Bu vesileyle yeniden tebrik edeyim. Sevgi ve saygımla...
Eser Akpınar
asran
"Tanrı gülümsedi" ; yani kadın dünyevi sevgilerin üzerine çıktığı anda buluştu "Tanrı" ile... Aşık oldu...
Emeğinize sağlık...
Eser Akpınar
Saklayacak değilim
Mana art niyetsiz ve son derece güzel olsa da
Bu tür diyalogları hoş ve doğru bulmuyorum
Nedenini lütfen sormayın, uzun sürecek bir tartışmaya sebebiyet vermek istemem zira
Yazının edebi değerini ve usta kaleminizi kutlayıp çıkayım
Saygılarımla Eser hanm.
Eser Akpınar
Söz konusu bensem, düşüncelerinizi saklamayın, rahat olun. Her türlü görüşe, her zaman, saygım sonsuzdur. Kabul ve red hanesi açık kalmak üzere..:-)
Saygılarımla.
Farkındalıkları arttıkça insanların gerçek yüzlerini görmeye başladı. İyi olduğu, yüzü güldüğü ve isteklerini yerine getirdiği sürece yanında olduklarını kavradı. Sevgi kelimesinin nasıl menfaat uğruna kullanıldığını anladı. Bütün hayatını sorgulamaya ve Neden? sorunun yanıtını aramaya başladı. Tanrı; ona iç sesini verdi.
Sorgulatan bir Eser Akpınar klasiği daha.Güçlü bir içerik.

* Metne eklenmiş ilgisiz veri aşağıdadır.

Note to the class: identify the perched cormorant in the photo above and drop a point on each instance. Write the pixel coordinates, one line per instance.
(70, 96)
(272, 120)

İnsan,etrafını tanıdıkça gittikçe yanlızlaşıyor,ha.Ben böyle anladım.
Ben de diyorum ki:
İnsanları tanıdkça hayvanları daha çok sever oldum!
Ne dersin uydu mu?
(Bu arada hanım uyuduktan sonra gelip okudum yazını.Yani okumadan rahat edemedim seni!:))))))))
Selamlar,İzmir'e.
Eser Akpınar
"İnsanları tanıdkça hayvanları daha çok sever oldum!" %100 katılıyorum.
Selamlar, sevgiler gönderiyorum size ve güzel ailenize.